Quelli creati da Jonas Burgert sono interi mondi popolati di figure terribili, memori di tutta una tradizione pittorica tipicamente tedesca che risale fino a Bosch e Bruegel o di un immaginario filmico che guarda alle visioni inquietanti di David Cronenberg. Gli scenari sono claustrofobici e dalla spazialità deformata e irrazionale. Una luce al fosforo rompe a sprazzi l’oscurità.
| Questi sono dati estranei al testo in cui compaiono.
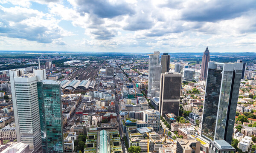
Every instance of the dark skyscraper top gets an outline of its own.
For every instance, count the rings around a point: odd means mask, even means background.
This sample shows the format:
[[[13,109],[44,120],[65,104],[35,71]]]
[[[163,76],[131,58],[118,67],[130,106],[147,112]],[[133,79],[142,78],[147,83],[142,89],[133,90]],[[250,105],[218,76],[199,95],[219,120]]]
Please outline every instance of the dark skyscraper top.
[[[162,65],[161,73],[169,72],[170,69],[170,56],[168,55],[168,53],[163,53],[161,57],[161,65]]]
[[[208,62],[210,61],[210,53],[208,49],[208,47],[204,53],[202,60],[202,66],[201,67],[201,79],[204,80],[207,75]]]
[[[231,144],[243,65],[209,62],[201,133],[204,138]]]

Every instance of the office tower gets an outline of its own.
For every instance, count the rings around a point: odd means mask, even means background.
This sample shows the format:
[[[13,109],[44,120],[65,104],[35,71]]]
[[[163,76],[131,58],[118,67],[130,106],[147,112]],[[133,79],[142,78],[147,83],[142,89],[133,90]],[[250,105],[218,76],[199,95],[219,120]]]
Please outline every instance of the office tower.
[[[208,62],[210,61],[210,53],[207,47],[204,53],[202,60],[202,66],[201,66],[201,79],[204,80],[207,76]]]
[[[42,149],[43,153],[63,153],[61,82],[37,82]]]
[[[162,116],[172,113],[179,116],[182,78],[178,73],[161,74],[159,110]]]
[[[36,82],[46,78],[45,70],[9,71],[17,141],[37,150],[41,145],[40,122]]]
[[[156,65],[159,64],[159,51],[154,51],[154,54],[150,54],[148,62],[148,81],[147,96],[151,97],[151,89],[154,87],[156,79]],[[159,68],[159,67],[158,68]]]
[[[241,77],[241,79],[244,79],[244,74],[245,73],[245,69],[246,68],[246,63],[243,62],[243,61],[242,60],[238,60],[237,62],[241,62],[243,63],[243,72],[242,72],[242,77]]]
[[[47,61],[45,62],[45,68],[47,69],[52,68],[52,62]]]
[[[231,143],[242,63],[209,62],[201,135]]]
[[[180,73],[180,64],[175,64],[174,67],[174,72]]]
[[[247,74],[247,79],[251,79],[253,76],[253,71],[248,72],[248,74]]]
[[[107,76],[114,76],[114,68],[106,67],[106,75]]]
[[[209,153],[235,152],[236,149],[225,140],[216,140],[210,142]]]
[[[192,81],[194,77],[193,76],[195,74],[195,69],[192,68],[186,68],[184,71],[184,79],[185,80]]]
[[[162,72],[169,72],[170,69],[170,56],[168,55],[168,53],[163,53],[161,56],[161,64],[162,65]]]

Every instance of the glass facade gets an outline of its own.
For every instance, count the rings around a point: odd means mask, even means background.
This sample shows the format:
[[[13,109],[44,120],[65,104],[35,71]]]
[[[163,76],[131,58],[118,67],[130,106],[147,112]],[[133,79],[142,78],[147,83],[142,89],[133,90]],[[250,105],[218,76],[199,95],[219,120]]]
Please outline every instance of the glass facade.
[[[209,62],[202,136],[231,144],[242,68],[241,63]]]
[[[221,70],[209,69],[205,91],[204,114],[202,122],[202,136],[213,140],[218,105]]]
[[[38,82],[43,153],[63,153],[61,86],[49,80]]]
Tutto è affollato da figure fantastiche.

Herman de Vries

L’amore per la natura, fino a giungere a una fusione intima con essa e a sottolineare come l’uomo sia parte di un tutto più vasto al quale è intimamente connesso, l’indagine mai banale sui rapporti reciproci tra natura e cultura sono i principali aspetti della ricerca artistica di Herman de Vries.

Piero Golia

L’arte di Piero Golia è fatta di concetti audaci e geniali, idee che prendono forma cristallizzandosi in performance, azioni e installazioni oggettuali dalla forte risonanza estetica. Capaci di trasmettere sensazioni inconsuete laddove i sensi abitualmente si atrofizzano e di aprire nuove prospettive insolite alla banalità del quotidiano, i lavori di Golia ci presentano un finissimo artista concettuale, uno dei più brillanti degli ultimi anni.